The Solidigm P5810 stands out as a noteworthy addition to the company’s enterprise SSD portfolio. The drive’s integration of 144-layer SLC 3D NAND technology and CSAL reflects a deliberate focus on optimizing write processes, which is crucial for the demanding workloads of data centers and high-performance computing applications.

solidigm p5810 front

As we look at the performance results, the charts require a little bit of nuance to classify the performance. Emphasis should be placed on heavy write and mixed workload performance, using this class of drive for read-heavy applications makes little sense. With that framework laid out, we do see that the P5810 outpaces the mainstream P5520 drive in writes. What can’t be ignored though is the SCM-class Optane drive still holds a huge overall lead.

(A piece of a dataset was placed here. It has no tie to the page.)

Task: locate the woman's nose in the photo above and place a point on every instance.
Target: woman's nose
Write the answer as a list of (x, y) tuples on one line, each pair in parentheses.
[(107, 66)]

As we’ve said, however, the Optane drive line has been retired and there seems no appetite from the industry to see it return. Intel couldn’t sell the Optane business and clearly, customer demand just wasn’t there. According to many we’ve talked to, this is largely due to the cost/TB of those drives. It’s also worth noting that high-endurance (3DWPD) mainstream TLC drives perform very well at this point, closing some of the performance gap Optane had. So it appears the question is more about endurance for these high-write environments. Optane was at 100 DWPD, and the P5810 comes in with up to 65 DWPD, depending on workload. Solidigm feels this is sufficient to meet the needs of a number of use cases; that remains to be seen.

The model that is the most exciting to Solidigm, would be any architecture that could leverage the P5810, sitting in front of their mega-capacity QLC drives. The QLC drives deliver excellent read performance but can pay a price when it comes to writes. So a handful of P5810s in front of a chassis full of P5336s could be something. We look forward to exploring use cases like this more in the future, for now, we just have this single review unit. With the promise of a 1.6TB version on the horizon, Solidigm is aligning its broad SSD offerings with the future trajectory of varied enterprise storage needs, ensuring a broad portfolio of solutions.